On the other hand, a soft approach by management will bring forth abdication to management and cause indifferent performance.Theory X view of people is usually thought of as having an unfavourable or bad view of others. This theory generalises the working class of America as ‘lazy, unreliable and inadequate’ (Morgan, G, 1996: 147). I believe that McGregor’s Theory X can describe the working class that is just starting out, those in their early teens, and older to middle aged people who are still in low paying jobs. Work is undesirable and disagreeable for teens because they usually have no job experience. The second group of people could perform poorly because if they have not yet succeeded, then they usually do not think that they ill ever move up in life in terms of better job prospects.With organisations’ success application of Theory Y, employees can ‘fulfil their higher levels of need’ (Pugh, D, S, 1997:192) in the workplace. They can fulfil their social needs of association and acceptance, their egotistic needs of self-esteem and reputation, continued self-development, creativity and their self-fulfilment needs of realising their full potential.
With the energy released by employees in the fulfilment of these needs, management will have successfully tapped into this hidden energy resource.In analysing both of Douglas McGregor’s theories, I believe a good manager should be able to exercise both off these view points towards their workers and not just categorise them in one column or the other. America’s working class is more than just one type of person, because of all of the age differences and various nationalities.
I do agree that these two theories can categorise the working class into two more defined groups of people, although there is no evidence to confirm that either set of assumptions are valid or that accepting Theory Y assumptions one’s actions accordingly will lead to more motivated workers. His theories were adopted ‘in America a few years later’ (Dean, C, C, 1997) by businesses as for his time they proved to be successful.The words of Douglas McGregor are of the ‘fore-fathers’ (McGregor, D, 1960: 163) of management theory and one of the top business thinkers of all time. McGregor’s vision of a more humanistic workplace may not have been widely accepted over three decades ago, but technological advancements that McGregor himself anticipated have ‘paradoxically helped companies’ (Morgan, G, 1996: 87) become more human.

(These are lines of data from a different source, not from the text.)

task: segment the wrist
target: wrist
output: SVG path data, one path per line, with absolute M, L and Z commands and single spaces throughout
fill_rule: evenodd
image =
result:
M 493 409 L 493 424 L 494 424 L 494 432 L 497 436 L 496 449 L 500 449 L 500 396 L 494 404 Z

Douglas McGregor’s book ‘The Human Side of Enterprise’ deflated Taylorism and described a revolutionary way to manage people.He was the first to apply the findings in behavioural science to the world of business. Based on what he had learnt about human behaviour, McGregor explored the implications of managing people in a different manner then tradition dictated. The nature of work today makes McGregor’s ideas more relevant then ever before as the human aspect of work is crucial to organisational effectiveness.